-文部科学省科学研究費補助金「特定領域研究」細胞核ダイナミクス公募研究-


核内のヒストンアセチル化を時空間的に観察可能にする蛍光プローブの開発
伊藤　昭博（理化学研究所・吉田化学遺伝学研究室・研究員）研究分担者佐々木　和樹（理化学研究所・吉田化学遺伝学研究室・基礎科学特別研究員）クロマチン構造を制御することにより遺伝子の発現を調節している重要な翻訳後修飾であるヒストンアセチル化を生細胞内で検出するために、蛍光共鳴エネルギー移動 (FRET) を利用した蛍光プローブを開発し、時空間的なヒストンアセチル化の解析を可能にすることを目指す。さらにこの蛍光プローブを用いて、種々のストレス、増殖刺激などによる特定の核ドメインにおけるダイナミックなクロマチン構造変換と転写制御を、この蛍光プローブを用いて解析する。平成17年度は、FRETを利用したヒストンアセチル化蛍光プローブの作製を主に行う。
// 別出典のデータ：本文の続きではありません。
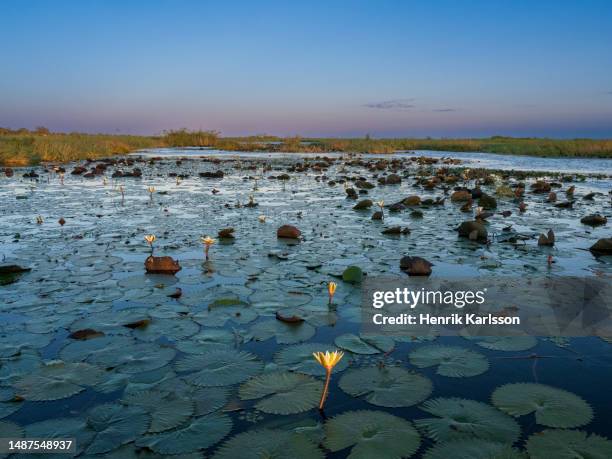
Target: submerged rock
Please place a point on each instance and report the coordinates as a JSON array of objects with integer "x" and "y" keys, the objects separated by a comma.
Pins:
[
  {"x": 226, "y": 233},
  {"x": 473, "y": 230},
  {"x": 487, "y": 202},
  {"x": 288, "y": 232},
  {"x": 415, "y": 266},
  {"x": 461, "y": 196},
  {"x": 547, "y": 239},
  {"x": 594, "y": 220},
  {"x": 162, "y": 265},
  {"x": 363, "y": 204},
  {"x": 602, "y": 247},
  {"x": 352, "y": 275}
]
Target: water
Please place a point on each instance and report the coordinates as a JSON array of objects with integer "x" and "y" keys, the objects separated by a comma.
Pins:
[{"x": 89, "y": 274}]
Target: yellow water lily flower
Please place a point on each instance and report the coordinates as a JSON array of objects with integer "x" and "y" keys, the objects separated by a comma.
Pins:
[{"x": 328, "y": 360}]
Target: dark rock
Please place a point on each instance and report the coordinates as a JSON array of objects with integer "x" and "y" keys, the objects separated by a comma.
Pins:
[
  {"x": 547, "y": 239},
  {"x": 351, "y": 193},
  {"x": 594, "y": 220},
  {"x": 487, "y": 202},
  {"x": 288, "y": 232},
  {"x": 396, "y": 230},
  {"x": 226, "y": 233},
  {"x": 411, "y": 201},
  {"x": 473, "y": 230},
  {"x": 415, "y": 266},
  {"x": 602, "y": 247},
  {"x": 217, "y": 174},
  {"x": 162, "y": 265},
  {"x": 363, "y": 204},
  {"x": 540, "y": 187}
]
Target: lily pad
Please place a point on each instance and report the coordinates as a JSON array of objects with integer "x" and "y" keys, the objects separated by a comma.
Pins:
[
  {"x": 371, "y": 434},
  {"x": 167, "y": 411},
  {"x": 220, "y": 367},
  {"x": 201, "y": 433},
  {"x": 267, "y": 443},
  {"x": 452, "y": 361},
  {"x": 473, "y": 448},
  {"x": 552, "y": 407},
  {"x": 57, "y": 380},
  {"x": 115, "y": 425},
  {"x": 386, "y": 386},
  {"x": 282, "y": 392},
  {"x": 460, "y": 419},
  {"x": 568, "y": 444}
]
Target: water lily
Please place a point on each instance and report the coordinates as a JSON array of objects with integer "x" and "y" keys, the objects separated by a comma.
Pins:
[
  {"x": 207, "y": 241},
  {"x": 331, "y": 289},
  {"x": 150, "y": 238},
  {"x": 328, "y": 360}
]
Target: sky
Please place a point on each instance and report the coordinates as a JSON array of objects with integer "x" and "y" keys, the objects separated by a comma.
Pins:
[{"x": 331, "y": 68}]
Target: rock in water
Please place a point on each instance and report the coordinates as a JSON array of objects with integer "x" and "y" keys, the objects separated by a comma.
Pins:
[
  {"x": 547, "y": 239},
  {"x": 162, "y": 265},
  {"x": 226, "y": 233},
  {"x": 594, "y": 220},
  {"x": 461, "y": 196},
  {"x": 602, "y": 247},
  {"x": 352, "y": 275},
  {"x": 363, "y": 204},
  {"x": 487, "y": 202},
  {"x": 473, "y": 230},
  {"x": 415, "y": 266},
  {"x": 288, "y": 232}
]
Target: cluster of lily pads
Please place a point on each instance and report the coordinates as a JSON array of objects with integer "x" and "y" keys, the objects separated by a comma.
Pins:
[{"x": 146, "y": 365}]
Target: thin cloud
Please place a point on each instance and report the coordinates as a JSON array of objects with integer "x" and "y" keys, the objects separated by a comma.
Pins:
[{"x": 394, "y": 104}]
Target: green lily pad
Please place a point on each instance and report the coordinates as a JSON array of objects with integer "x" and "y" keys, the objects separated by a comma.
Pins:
[
  {"x": 371, "y": 434},
  {"x": 267, "y": 443},
  {"x": 57, "y": 380},
  {"x": 167, "y": 411},
  {"x": 460, "y": 419},
  {"x": 282, "y": 392},
  {"x": 201, "y": 433},
  {"x": 452, "y": 361},
  {"x": 568, "y": 444},
  {"x": 386, "y": 386},
  {"x": 115, "y": 425},
  {"x": 552, "y": 407},
  {"x": 220, "y": 367}
]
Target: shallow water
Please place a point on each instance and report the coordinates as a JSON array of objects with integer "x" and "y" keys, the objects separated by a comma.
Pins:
[{"x": 89, "y": 274}]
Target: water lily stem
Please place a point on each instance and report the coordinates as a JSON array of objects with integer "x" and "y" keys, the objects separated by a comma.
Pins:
[{"x": 325, "y": 389}]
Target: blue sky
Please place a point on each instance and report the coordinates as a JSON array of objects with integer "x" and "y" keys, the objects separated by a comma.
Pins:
[{"x": 335, "y": 68}]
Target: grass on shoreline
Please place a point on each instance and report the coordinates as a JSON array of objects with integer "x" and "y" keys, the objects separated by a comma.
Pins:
[{"x": 23, "y": 147}]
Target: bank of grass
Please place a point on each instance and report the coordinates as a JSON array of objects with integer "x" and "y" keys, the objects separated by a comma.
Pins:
[
  {"x": 29, "y": 149},
  {"x": 23, "y": 148}
]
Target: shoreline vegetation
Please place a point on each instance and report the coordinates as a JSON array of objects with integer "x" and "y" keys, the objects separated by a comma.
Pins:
[{"x": 23, "y": 147}]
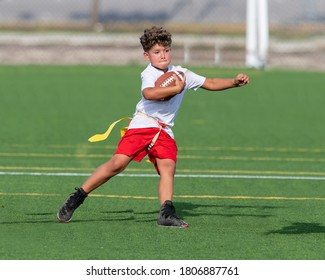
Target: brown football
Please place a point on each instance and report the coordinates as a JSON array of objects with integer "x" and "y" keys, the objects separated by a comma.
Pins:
[{"x": 168, "y": 80}]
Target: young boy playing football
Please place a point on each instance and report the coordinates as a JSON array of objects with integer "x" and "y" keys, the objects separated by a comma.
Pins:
[{"x": 149, "y": 132}]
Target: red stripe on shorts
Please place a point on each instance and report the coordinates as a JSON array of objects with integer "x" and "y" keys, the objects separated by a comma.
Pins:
[{"x": 135, "y": 143}]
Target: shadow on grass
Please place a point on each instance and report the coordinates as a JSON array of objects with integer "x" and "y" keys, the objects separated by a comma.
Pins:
[
  {"x": 300, "y": 228},
  {"x": 186, "y": 209}
]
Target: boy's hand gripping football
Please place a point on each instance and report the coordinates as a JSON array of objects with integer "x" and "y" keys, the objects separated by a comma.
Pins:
[{"x": 241, "y": 80}]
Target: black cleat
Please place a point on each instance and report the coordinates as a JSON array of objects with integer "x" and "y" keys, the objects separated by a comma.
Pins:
[
  {"x": 70, "y": 205},
  {"x": 167, "y": 216}
]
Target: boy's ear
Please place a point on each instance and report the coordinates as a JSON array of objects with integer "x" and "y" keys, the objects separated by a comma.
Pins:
[{"x": 146, "y": 56}]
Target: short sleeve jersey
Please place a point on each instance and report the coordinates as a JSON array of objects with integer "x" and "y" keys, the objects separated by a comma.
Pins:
[{"x": 163, "y": 111}]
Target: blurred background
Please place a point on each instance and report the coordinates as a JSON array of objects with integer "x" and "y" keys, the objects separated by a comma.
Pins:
[{"x": 205, "y": 32}]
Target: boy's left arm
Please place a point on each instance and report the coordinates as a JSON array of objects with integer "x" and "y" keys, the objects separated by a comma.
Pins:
[{"x": 221, "y": 83}]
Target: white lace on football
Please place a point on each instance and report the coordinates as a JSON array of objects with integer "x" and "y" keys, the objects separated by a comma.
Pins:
[{"x": 167, "y": 82}]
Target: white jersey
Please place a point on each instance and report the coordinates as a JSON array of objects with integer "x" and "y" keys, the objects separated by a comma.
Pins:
[{"x": 152, "y": 111}]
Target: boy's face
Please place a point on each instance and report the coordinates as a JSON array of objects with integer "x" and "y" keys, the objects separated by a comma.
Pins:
[{"x": 159, "y": 56}]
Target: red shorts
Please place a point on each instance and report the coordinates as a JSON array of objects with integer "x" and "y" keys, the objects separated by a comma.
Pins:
[{"x": 135, "y": 144}]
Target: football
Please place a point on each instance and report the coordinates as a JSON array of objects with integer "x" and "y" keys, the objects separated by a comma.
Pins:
[{"x": 167, "y": 79}]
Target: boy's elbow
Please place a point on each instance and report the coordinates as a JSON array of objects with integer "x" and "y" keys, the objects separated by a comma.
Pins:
[{"x": 147, "y": 94}]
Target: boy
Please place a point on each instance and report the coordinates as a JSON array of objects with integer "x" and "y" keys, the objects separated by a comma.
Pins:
[{"x": 149, "y": 131}]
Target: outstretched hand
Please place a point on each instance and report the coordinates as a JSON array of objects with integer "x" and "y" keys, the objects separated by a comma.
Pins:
[{"x": 241, "y": 80}]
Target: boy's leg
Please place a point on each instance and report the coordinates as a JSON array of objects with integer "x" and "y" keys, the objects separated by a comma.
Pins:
[
  {"x": 167, "y": 215},
  {"x": 106, "y": 171},
  {"x": 167, "y": 168},
  {"x": 101, "y": 175}
]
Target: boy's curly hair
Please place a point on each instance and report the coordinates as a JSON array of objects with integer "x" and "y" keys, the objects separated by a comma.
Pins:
[{"x": 155, "y": 35}]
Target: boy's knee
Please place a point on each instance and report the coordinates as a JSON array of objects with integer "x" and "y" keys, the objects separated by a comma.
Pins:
[{"x": 117, "y": 164}]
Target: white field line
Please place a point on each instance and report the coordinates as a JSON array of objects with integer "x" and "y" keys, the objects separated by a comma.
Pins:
[{"x": 211, "y": 176}]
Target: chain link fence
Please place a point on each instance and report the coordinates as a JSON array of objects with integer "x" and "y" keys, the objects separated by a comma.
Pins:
[{"x": 205, "y": 32}]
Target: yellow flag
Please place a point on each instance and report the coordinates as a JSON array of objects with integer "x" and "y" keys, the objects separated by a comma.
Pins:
[{"x": 101, "y": 137}]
核内ドメインへ蛋白をシャトルする新規蛋白MORC3とそのファミリー　

井上　徳光
（地方独立行政法人大阪府立病院機構　大阪府立成人病センター・研究所・分子遺伝学部門・部長）

外界からの刺激に応答し、様々な蛋白が核内ドメインへ適切に局在化する分子メカニズムを明らかにするために、本研究では、核内ドメインの１つPMLボディに注目し、PMLボディに存在する蛋白群の局在化に関わる新規蛋白MORC3とそのファミリー蛋白の機能解析を中心に行う。MORC3が、PMLボディに局在化する蛋白の何を認識し、PMLボディの何をターゲットにし、どのような方法で局在化に関わるかを明らかにする。平成17年度は、まず、MORC3依存的にPMLボディに局在する蛋白の同定およびMORC3自身のPMLボディ局在化に関わる領域と機能ドメインの解析を行う。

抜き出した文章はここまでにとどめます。